I'm running into strange behavior when trying to use MPI_Gatherv, and I must be misunderstanding something basic about the function. To demonstrate, I've simplified my code down to a toy problem that is hopefully easy to understand without much context.

  int * gatherv_counts = (int *)malloc(2*sizeof(int)); 
  int * gatherv_displacements = (int *)malloc(2*sizeof(int)); 
  double * receive_buffer = (double *)malloc(10*sizeof(double)); 

  for(int i = 0; i < 2; i++)
  {
    gatherv_counts[i] = 5;
    gatherv_displacements[i] = 0;
  }

  double * data = (double *)malloc(5*sizeof(double));
  for(int i = 0; i < 5; i++)
  {
      data[i] = (double)(mpirank + 2);
  }

  int mpiret = MPI_Gatherv( data, 5, MPI_DOUBLE, receive_buffer, gatherv_counts, gatherv_displacements, MPI_DOUBLE, 0, mpicomm); 

  if (mpirank == 0) {

    FILE *file = fopen("output.txt", "a");
    
    for (int i = 0; i < 10; i++) {
      fprintf (file, "%16.15e \n", receive_buffer[i]);
    }        
    
    fflush(file);
    fclose(file);
  }

I'm running this with 2 MPI processes. The data from each process is just 5 doubles (for a total combined size of 10), with values set to the rank+2. The counts are just hardcoded to 5, and displacements are all 0. It's about as simple a usage of MPI_Gatherv as I can imagine, and I'd expect that receive_buffer to be [2,2,2,2,2,3,3,3,3,3] after completion.

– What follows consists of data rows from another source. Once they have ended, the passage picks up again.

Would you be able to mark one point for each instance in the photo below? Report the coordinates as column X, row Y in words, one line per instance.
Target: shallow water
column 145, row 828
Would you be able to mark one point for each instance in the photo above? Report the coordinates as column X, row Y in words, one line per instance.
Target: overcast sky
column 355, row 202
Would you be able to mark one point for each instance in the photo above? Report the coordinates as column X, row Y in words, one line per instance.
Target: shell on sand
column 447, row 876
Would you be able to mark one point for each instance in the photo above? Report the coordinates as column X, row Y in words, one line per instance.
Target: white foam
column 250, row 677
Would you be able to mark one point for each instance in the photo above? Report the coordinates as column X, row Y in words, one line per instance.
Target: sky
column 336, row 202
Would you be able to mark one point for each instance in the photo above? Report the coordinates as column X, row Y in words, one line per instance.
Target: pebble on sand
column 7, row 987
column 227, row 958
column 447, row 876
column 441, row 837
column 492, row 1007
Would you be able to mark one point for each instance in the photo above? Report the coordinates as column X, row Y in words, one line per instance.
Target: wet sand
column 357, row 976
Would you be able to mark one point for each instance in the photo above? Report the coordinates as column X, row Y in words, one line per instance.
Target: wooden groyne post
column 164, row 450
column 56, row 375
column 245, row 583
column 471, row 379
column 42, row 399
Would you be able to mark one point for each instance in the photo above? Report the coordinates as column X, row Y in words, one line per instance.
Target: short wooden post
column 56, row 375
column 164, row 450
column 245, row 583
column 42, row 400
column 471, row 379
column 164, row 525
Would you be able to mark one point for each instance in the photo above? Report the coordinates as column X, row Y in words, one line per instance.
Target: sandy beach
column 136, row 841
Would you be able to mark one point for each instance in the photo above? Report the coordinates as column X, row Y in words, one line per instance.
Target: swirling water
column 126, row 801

Instead, the receive_buffer is [3,3,3,3,3, 0,0,4.940656458412465e-324, 1.182342568274937e-316, 1.146400746224656e+248 ]. It seems to have completely skipped the data from rank 0 (the root of MPI_Gatherv), taken the data from rank 1, and left the remaining space filled with garbage. Could someone please explain what is going wrong here?

Also, for the record, I've seen a number of similarly titled questions, but these do not appear to be the same problem: MPI_Gatherv is not collecting data correctly

MPI_Gatherv: Garbage values received in root's array

Use of MPI_GATHERV where the "root" has no send buffer

Elmo
  • 79
  • 7
  • 1
    `displacements[1] = displacements[0] + counts[0]` – Victor Eijkhout Jul 27 '21 at 03:28
  • @VictorEijkhout oh of course. I'm an idiot. For some reason I was assuming displacements were relative to the data from the previous process. Thanks so much! If you write this as an answer I'll accept it. – Elmo Jul 27 '21 at 03:56

1 Answers1

2

You have all displacements at zero. Do:

displacements[1] = displacements[0] + counts[0]

and similar for higher rank counts.

Victor Eijkhout
  • 5,088
  • 2
  • 22
  • 23